F# Promises a Big Return on Big Data
If the future of everything lies in big data, the future of widespread, practical deployment of big data most likely lies in the F# programming language.
Evelyne Viegas, director of semantic computing at Microsoft Research, says the strongly typed, functional language — pronounced “F sharp” — enables rapid prototyping and the simultaneous exploration of web-based and local data in one environment. Last week, Microsoft Research unveiled a new web-based platform, Try F#, to further the language’s use and open development.
“We are bathing in big data,” Viegas says. “People are talking about the tsunami of the data, the world of information out there. What F# 3.0 is really about is bringing the schema, the semantics of the data, to the fingertips of the programmers and the researchers.”
Developed in 2010 by Don Syme, principal researcher at Microsoft Research, Cambridge, F# is used for a wide range of software applications in quantitative finance, biotechnology, insurance, fraud detection, power control, data analytics, forensic software, online advertising, trading systems and quantum computing. It is most commonly used for analytical software components embedded in larger systems with user interfaces in C# or Javascript.
Viegas says the latest Try F# platform will encourage innovation in the big data realm by bridging the gap between the developer community and “the people who are really, really knowledgeable about the data. It’s really about democratizing F# and bringing it to a broader reach of people, not just the developers, but people who are technology-savvy, who have some background in programming, who overall are really trying to solve real-world problems.”
Research incorporating the new Try F# platform is already under way at Rensselaer Polytechnic Institute in Troy, N.Y., where Professor James Hendler, an open-data proponent and an originator of the Semantic Web, is guiding undergraduate students through projects applying F# in data integration and international data sets using giant sets of open government data.

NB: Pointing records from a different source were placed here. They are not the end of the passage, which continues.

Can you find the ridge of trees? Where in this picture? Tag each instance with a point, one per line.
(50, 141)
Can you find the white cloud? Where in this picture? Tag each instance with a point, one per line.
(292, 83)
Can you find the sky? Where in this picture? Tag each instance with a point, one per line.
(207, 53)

The project has several goals, Hendler says, not the least of which is encouraging cooperation among young developers. The new Try F# platform allows users to postback and share code, which Hendler says is “a very important part of teaching students how to work in teams and how to develop software together.”

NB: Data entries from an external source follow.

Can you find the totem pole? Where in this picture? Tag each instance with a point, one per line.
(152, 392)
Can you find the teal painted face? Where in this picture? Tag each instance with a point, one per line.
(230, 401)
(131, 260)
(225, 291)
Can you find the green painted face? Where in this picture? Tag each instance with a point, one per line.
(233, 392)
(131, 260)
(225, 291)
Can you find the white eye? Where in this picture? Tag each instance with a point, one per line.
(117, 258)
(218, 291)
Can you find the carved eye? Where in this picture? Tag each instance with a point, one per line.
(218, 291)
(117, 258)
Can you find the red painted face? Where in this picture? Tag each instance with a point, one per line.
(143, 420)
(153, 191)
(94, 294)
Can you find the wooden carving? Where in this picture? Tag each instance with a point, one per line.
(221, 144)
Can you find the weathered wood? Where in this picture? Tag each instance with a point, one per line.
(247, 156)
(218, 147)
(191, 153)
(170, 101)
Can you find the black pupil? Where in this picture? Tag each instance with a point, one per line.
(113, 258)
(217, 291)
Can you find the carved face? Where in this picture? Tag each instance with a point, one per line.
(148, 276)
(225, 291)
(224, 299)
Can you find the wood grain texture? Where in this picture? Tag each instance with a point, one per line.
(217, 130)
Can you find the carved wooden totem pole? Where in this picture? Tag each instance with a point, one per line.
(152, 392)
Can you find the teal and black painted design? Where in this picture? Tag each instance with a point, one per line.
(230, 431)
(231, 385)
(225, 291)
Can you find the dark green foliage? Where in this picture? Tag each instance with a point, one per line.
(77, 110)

“I want the students to learn that in modern programming, particularly the web environment, this kind of sharing and cooperation is very powerful and useful. So, being able to use libraries, to create libraries, is something I’m very big on. Supporting the community aspect is important.”
Students also need to learn how to interact with data, which is everywhere. And because F# is specifically designed to allow users to work more efficiently with data on a local computer as well as open, web-based data, Hendler says he is excited about its implications.
“The libraries that F# comes with give you some access to things that you’d have to write yourself in other environments,” he says. “It’s very useful when you want to bring data from different places together, because instead of trying to create a complex database back end, where you import lots of different things, you can actually reach out to data on the web and pull it together dynamically, build demos and things through the many visualizers and other tools provided through the system.”
Try F# also means that students — who like to work in different ways — aren’t required to bring whole computer environments to class.
“This allows them to develop the code how they want, and then share it through just a browser-based platform,” Hendler says. “It works through a number of different browsers and a number of different operating systems, so it’s much more open than many people expect.”
“With Try F#, what we really focused on is making it easy to learn,” Viegas says.
Microsoft Research worked with a community of researchers and developers to ensure the site included appropriate tutorials and features based on their feedback.
“We’ve tried to make it easy for people who just want to explore F#, just to learn the basic concepts of F#, up to more experienced developers,” Viegas says. “What is really neat about the language is that, with just a few lines of code, you can do a lot of rapid prototyping, rapid development, deployment — and now we’re bringing that to the world of big data.
“When you have data which is open out there, you’re going to have very smart people who are going to do all kinds of things with it,” Viegas says. “In my mind, it’s more like meeting the real world.”